The Kperogi incidence, which is consistent with the Buhari administration’s effort at curtailing freedom of the press, is indicative of a slide towards authoritarian totalitarianism in clear reversal of the modest gains of a consolidated liberal democratic culture between 1999 and 2015. It is now a common happenstance for publishers, editors and reporters of media organizations to be routinely harassed and detained by security agencies with demands for the sources of their stories.

It is clear that the president like many others before him has learnt nothing from history that power is transient. He has failed to learn the vital lesson of being the ultimate beneficiary of any good governance culture he institutionalises while in power and will also be a major victim of any bad governance culture structure he abets. The media is the fourth and most important arm of government. Whereas, the executive is limited by fixed terms, the legislature by fixed sessions and the Judiciary by service period, the media neither expires nor retires.
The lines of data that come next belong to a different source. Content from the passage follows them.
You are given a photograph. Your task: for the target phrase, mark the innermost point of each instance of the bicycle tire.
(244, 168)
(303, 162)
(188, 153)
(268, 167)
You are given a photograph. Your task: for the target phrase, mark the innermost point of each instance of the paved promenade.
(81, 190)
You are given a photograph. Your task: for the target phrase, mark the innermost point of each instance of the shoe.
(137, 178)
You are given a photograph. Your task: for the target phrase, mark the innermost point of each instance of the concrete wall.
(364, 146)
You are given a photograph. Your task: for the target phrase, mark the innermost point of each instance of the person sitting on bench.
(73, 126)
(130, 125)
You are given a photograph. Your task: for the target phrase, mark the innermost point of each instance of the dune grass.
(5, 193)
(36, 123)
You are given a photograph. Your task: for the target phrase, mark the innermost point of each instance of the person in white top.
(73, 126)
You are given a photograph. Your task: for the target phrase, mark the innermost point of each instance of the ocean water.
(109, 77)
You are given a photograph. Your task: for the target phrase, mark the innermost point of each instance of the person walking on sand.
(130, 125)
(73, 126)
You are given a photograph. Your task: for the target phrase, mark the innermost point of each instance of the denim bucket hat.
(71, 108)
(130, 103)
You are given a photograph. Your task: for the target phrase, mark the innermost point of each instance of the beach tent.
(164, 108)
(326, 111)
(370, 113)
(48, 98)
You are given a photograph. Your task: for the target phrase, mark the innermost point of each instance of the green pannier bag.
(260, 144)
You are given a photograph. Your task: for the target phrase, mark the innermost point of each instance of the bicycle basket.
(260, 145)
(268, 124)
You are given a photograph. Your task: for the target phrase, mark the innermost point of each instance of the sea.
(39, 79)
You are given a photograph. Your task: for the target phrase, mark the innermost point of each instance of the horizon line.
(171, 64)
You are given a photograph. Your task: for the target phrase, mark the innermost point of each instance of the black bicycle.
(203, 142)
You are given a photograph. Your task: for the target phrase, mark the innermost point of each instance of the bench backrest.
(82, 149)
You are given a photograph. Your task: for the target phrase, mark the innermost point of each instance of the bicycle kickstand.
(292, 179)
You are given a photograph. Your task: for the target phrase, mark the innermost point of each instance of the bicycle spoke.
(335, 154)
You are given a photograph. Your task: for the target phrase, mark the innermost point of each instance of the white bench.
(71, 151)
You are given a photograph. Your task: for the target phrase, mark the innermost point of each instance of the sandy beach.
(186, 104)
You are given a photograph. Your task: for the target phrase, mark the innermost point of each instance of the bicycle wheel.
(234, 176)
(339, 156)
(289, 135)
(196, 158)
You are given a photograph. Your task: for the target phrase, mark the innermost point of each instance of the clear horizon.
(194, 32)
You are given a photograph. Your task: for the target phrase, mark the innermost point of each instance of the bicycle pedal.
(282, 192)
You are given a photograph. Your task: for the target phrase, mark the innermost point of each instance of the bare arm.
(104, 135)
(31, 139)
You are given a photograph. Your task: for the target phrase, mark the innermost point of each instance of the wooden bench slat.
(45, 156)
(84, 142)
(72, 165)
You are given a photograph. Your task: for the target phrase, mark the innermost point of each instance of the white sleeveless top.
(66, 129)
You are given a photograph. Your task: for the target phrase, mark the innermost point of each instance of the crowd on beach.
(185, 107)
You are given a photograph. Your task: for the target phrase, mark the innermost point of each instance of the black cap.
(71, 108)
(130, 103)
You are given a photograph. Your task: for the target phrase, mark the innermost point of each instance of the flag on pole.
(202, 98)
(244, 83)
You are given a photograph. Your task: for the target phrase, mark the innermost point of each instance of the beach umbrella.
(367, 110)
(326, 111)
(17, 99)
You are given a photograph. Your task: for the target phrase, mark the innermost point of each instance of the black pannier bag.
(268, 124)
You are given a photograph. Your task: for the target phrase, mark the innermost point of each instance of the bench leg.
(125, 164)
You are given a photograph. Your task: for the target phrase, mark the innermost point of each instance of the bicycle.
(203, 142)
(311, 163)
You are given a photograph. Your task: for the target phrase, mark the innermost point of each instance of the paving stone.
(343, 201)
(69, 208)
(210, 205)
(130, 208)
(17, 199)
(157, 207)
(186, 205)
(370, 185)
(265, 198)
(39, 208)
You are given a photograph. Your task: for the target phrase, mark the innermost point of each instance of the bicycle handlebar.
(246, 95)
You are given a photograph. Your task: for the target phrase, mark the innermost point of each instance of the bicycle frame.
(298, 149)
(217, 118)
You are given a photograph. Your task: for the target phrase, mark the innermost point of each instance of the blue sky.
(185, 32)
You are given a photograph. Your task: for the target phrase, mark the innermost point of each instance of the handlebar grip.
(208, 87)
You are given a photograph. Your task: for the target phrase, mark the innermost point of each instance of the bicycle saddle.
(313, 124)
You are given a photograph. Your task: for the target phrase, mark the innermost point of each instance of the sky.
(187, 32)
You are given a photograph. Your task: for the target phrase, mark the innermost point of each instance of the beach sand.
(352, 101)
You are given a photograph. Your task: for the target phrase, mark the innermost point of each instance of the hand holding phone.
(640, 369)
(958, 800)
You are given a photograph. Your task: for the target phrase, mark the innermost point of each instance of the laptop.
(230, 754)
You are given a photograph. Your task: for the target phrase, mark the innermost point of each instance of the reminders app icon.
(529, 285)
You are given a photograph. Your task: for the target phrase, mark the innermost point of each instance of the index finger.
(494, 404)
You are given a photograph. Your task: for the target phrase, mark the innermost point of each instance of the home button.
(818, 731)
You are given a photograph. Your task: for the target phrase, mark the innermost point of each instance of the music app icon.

The media keeps watch day and night, year in year out on the society while holding governments accountable to the people. Buhari has forgotten that the vibrant Nigeria media held the government of Jonathan accountable while exposing its weaknesses to his electoral advantage. Out of power, Jonathan has to also rely on the most important arm of government, the media, for protection from rights violation and advocacy for better deal from government as an ordinary citizen.

Similarly, Buhari will be out of power someday and just as he benefited from a liberal democratic culture wherein the press was free from regime suppression, he will once more rely upon the media and especially Kperogi’s column, which now runs on the back page of the Saturday edition of the Nigerian Tribune, to hold government accountable for his rights and privileges as an ordinary citizen.